Мальчики срывают плакаты.
Жан. Эй, вы, помогите слезть моей маме. А потом еще раз - марш к ратуше. Тьера под арест! Пусть скажет нам, что он хотел сделать с нашими пушками.
Бабетта. Три поцелуя тому, кто захватит Тьера живьем!
В
Восемь часов утра. Владелица булочной снова закрывает дверь на засов и железную накладку. Филипп стоит рядом и угрюмо посматривает на огромного
роста женщину, которая, вскинув ружье на плечо, шагает возле пушки.
Владелица булочной. Непременно начнутся беспорядки. Если они теперь устроят Коммуну - а об этом все говорят, - то будут грабежи. Все разделят между собой, потом каждый пропьет свою часть - и станут делить снова. Ты сам бунтовщик, и ты больше никогда не вернешься в мою пекарню. А твой братец хорош, хорош. Молодой священнослужитель! И тоже мятежник!
Филипп. Он еще только семинарист, И то лишь потому, что иначе не мог бы учиться.
Владелица булочной (в ярости). Он, значит, крадет деньги у братьев-монахов из общины святого Иосифа! Подходящее дело для вас коммунаров! (Уходит в пекарню.)
Из соседнего дома выходит Женевьева.
Женевьева. Доброе утро, Филипп. Как вам живется в новом веке?
Он бурчит что-то себе под нос.
Да-да, началось новое столетие. С эрой насилия покончено. Пушки мы уже отобрали.
Филипп. Да, теперь они в руках у женщин. Хорош новый век. (Подавленный, уходит в дом, где живут Кабэ и его брат.)
Женевьева, весело посмеиваясь, натягивает перчатки. По улице идет с
мрачным видом "Папаша".
Женевьева. Доброе утро, сударь. Не вы ли это отправились сегодня ночью на улицу Грано, где был захвачен генерал Леконт? Что с ним сделали?
"Папаша". Его расстреляли, гражданка.
Женевьева. И так было правильно?.. Кто же его расстрелял?
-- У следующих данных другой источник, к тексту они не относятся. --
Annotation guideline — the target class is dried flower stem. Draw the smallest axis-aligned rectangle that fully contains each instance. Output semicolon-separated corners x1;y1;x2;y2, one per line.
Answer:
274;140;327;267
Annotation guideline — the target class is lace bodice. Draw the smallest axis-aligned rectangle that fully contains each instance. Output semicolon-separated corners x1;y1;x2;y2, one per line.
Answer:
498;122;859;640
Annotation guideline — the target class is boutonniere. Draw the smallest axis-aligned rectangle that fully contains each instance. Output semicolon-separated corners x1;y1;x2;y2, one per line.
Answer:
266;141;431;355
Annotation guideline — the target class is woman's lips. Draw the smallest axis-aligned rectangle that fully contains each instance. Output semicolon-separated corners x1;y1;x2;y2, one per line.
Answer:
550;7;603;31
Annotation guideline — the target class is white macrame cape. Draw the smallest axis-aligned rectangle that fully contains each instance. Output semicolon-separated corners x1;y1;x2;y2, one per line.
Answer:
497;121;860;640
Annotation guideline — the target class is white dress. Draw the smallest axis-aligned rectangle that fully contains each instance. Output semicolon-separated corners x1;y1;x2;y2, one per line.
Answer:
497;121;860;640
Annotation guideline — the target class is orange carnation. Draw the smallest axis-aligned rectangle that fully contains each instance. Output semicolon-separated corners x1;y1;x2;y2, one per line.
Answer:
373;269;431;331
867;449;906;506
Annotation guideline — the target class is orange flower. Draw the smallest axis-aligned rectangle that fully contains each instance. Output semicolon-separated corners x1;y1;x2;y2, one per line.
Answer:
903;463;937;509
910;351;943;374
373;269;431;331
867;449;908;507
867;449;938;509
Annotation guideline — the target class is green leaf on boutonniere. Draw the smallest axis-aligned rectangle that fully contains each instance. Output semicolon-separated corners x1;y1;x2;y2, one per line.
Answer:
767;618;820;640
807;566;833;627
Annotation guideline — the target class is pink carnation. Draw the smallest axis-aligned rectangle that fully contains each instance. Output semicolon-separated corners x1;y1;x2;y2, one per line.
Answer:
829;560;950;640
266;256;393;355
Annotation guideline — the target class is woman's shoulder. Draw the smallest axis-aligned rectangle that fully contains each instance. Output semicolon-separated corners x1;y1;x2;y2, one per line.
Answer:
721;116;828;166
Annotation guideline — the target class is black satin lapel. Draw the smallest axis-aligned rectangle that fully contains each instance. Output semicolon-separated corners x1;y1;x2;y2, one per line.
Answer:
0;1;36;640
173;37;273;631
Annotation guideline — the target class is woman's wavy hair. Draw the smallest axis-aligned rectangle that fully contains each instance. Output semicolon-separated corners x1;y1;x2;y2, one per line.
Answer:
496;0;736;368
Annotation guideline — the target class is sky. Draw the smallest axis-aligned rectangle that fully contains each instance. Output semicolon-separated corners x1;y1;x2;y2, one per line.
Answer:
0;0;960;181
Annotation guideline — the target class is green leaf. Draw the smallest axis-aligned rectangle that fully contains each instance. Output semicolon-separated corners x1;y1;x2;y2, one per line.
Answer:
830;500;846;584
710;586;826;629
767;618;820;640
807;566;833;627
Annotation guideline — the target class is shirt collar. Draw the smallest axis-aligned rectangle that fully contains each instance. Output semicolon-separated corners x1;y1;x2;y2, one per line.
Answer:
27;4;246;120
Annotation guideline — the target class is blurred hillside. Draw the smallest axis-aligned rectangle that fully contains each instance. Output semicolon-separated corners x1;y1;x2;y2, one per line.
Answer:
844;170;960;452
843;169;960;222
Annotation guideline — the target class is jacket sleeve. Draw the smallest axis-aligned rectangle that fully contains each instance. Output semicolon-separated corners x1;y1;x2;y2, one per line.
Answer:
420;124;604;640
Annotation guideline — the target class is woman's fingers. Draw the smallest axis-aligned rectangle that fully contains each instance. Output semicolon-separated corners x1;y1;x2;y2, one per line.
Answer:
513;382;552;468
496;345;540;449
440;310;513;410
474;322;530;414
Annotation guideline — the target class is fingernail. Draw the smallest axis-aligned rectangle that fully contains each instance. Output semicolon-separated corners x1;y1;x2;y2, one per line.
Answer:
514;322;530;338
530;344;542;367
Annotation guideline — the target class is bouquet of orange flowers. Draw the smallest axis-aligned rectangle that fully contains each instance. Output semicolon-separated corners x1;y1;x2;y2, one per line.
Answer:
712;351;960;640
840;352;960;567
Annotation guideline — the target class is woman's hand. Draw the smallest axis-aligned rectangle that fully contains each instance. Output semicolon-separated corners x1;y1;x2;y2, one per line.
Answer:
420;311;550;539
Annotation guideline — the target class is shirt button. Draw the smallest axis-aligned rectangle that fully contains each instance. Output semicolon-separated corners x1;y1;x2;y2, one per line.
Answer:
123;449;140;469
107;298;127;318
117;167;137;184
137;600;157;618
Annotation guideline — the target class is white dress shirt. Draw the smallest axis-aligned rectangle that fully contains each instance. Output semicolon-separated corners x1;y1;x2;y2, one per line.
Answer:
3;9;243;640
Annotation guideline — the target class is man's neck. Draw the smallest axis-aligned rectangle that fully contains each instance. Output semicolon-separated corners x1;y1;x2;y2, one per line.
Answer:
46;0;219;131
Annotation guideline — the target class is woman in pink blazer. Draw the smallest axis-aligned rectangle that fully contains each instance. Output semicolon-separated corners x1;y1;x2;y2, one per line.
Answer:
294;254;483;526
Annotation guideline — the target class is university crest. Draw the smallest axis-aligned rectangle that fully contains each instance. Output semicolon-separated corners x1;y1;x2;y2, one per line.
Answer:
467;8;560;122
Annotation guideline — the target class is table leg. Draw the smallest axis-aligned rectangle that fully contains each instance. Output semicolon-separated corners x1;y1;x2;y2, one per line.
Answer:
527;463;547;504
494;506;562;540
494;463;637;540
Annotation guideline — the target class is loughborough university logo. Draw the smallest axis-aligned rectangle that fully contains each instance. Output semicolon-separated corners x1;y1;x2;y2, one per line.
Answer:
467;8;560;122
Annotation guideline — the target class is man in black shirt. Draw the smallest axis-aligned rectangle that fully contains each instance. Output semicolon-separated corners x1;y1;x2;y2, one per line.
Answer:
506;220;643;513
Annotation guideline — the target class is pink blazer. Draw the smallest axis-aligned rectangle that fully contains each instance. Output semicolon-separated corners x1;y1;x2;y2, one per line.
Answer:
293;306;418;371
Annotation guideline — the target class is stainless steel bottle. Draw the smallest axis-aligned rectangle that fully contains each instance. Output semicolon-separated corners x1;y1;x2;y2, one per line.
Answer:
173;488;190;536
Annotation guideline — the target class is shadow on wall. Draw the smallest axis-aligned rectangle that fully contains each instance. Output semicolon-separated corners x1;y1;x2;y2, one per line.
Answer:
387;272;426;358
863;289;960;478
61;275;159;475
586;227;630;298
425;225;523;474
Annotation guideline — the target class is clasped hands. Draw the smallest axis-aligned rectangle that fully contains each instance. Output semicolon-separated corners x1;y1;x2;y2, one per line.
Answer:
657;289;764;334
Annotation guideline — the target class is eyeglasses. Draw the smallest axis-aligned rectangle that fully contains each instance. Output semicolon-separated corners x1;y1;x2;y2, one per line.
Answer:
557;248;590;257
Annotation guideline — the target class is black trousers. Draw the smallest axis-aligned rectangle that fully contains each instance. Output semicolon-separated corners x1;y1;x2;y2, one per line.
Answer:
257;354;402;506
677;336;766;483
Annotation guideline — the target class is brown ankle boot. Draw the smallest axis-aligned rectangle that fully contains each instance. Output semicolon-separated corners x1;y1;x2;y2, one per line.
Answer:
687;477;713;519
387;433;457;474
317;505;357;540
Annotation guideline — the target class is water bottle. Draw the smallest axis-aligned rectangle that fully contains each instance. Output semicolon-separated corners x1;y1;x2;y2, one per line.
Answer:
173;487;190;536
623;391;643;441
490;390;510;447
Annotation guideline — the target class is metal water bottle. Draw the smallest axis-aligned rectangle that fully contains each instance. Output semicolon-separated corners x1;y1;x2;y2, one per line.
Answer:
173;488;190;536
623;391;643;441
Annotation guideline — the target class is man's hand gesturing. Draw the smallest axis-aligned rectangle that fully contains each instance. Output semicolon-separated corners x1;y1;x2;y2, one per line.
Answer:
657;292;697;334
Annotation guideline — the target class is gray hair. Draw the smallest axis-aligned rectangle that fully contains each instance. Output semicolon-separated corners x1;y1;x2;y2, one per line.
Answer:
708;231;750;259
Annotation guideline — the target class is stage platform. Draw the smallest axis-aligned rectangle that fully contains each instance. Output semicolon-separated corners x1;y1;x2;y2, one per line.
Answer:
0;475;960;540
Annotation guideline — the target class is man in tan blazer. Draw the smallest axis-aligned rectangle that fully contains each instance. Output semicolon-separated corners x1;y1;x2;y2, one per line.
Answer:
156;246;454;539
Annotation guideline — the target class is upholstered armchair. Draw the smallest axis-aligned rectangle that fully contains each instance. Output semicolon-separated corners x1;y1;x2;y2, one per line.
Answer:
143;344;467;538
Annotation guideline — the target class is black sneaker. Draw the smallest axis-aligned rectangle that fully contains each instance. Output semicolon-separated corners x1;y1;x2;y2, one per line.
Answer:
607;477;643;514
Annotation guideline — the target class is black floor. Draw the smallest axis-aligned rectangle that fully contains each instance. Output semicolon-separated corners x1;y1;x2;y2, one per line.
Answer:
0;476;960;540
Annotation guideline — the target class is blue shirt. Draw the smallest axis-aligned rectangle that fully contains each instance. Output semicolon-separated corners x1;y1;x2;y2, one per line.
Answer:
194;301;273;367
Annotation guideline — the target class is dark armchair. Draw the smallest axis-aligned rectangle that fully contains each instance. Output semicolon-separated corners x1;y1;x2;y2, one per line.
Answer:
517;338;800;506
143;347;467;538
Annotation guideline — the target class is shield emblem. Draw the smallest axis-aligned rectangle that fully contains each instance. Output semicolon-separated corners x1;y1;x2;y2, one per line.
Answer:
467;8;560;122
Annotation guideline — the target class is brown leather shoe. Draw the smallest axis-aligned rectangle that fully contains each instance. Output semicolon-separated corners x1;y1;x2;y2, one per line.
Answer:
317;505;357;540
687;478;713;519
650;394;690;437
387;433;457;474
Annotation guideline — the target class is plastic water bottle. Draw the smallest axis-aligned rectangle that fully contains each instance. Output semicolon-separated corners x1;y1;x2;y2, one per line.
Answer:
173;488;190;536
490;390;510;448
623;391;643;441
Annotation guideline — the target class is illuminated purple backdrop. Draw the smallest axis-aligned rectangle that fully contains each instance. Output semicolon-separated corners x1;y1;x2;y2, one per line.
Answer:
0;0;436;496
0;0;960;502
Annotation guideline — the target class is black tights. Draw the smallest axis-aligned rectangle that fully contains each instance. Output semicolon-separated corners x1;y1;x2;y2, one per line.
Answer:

"Папаша". Кто же мог это сделать? Народ.
Женевьева. И без суда и следствия?
"Папаша". Конечно, нет. По суду народа.
Женевьева. И вы были при этом?
"Папаша". При этом был каждый, кто присутствовал. Послушайте, не ломайте себе голову над участью врагов народа. Есть дела поважнее. (Угрюмо насупившись, входит в дом, где живут Кабэ.)
Учительница смущенно смотрит ему вслед.
IV
19 марта 1871 года. Ратуша. Лестница, ведущая в зал заседаний Центрального комитета Национальной гвардии. У дверей сидит гвардеец; он ест хлеб с сыром и проверяет пропуска. "Папаша", Коко и мадам Кабэ ожидают. Делегаты спешат
на заседание.
Делегаты. Надо найти общий язык с мэрами двадцатого округа, чтобы обеспечить новые выборы.
- Наоборот! Надо выслать туда батальон и арестовать их, - это гиены, иначе их не сделали бы мэрами.
- Главное - собрать большинство голосов; весь Париж пойдет к урнам, если мэры присоединятся к нам, - их надо принять.
- Ради бога, никакого насилия, - мы не склоним Париж на свою сторону, если будем его пугать.
- А кто же это, Париж?
Делегаты, кроме одного, проходят в зал.
"Папаша" (обращается к нему). Гражданин из Центрального комитета, не можете ли вы сказать там внутри гражданину Пьеру Ланжевену, что нам необходимо с ним поговорить. Эта женщина - его свояченица. Почему не впускают всех желающих?
Член комитета. Зал недостаточно велик. И нельзя забывать, гражданин, что враг подслушивает.
"Папаша". Важнее всего, чтобы мог слушать народ. Оставьте хотя бы двери открытыми.
Группа членов комитета входит в зал и оставляет открытыми двери.
Голос. Предложение шестьдесят седьмого батальона: "Исходя из того, что народ Парижа не щадил своей крови ради защиты отечества и терпел лишения, передать двадцатому округу для раздачи один миллион франков, получаемый от окладов, уходивших на содержание изменнического правительства".
Возгласы. Принято.
Мадам Кабэ. Они здорово взялись за дело.
"Папаша". Главное - это поход на Версаль.
Мадам Кабэ. Теперь не только будет белый хлеб, но я даже смогу его купить.
"Папаша". Но если поход на Версаль отложат, то белого хлеба хватит ненадолго.
Голос. Продолжаем обсуждение вопроса о выборах. Делегат Варлен.
Голос Варлена. Граждане гвардейцы! Сегодня в два часа ночи правительство с помощью нескольких батальонов сделало попытку разоружить Национальную гвардию столицы и захватить пушки, чтобы отдать их пруссакам. Нам удалось предотвратить эту попытку.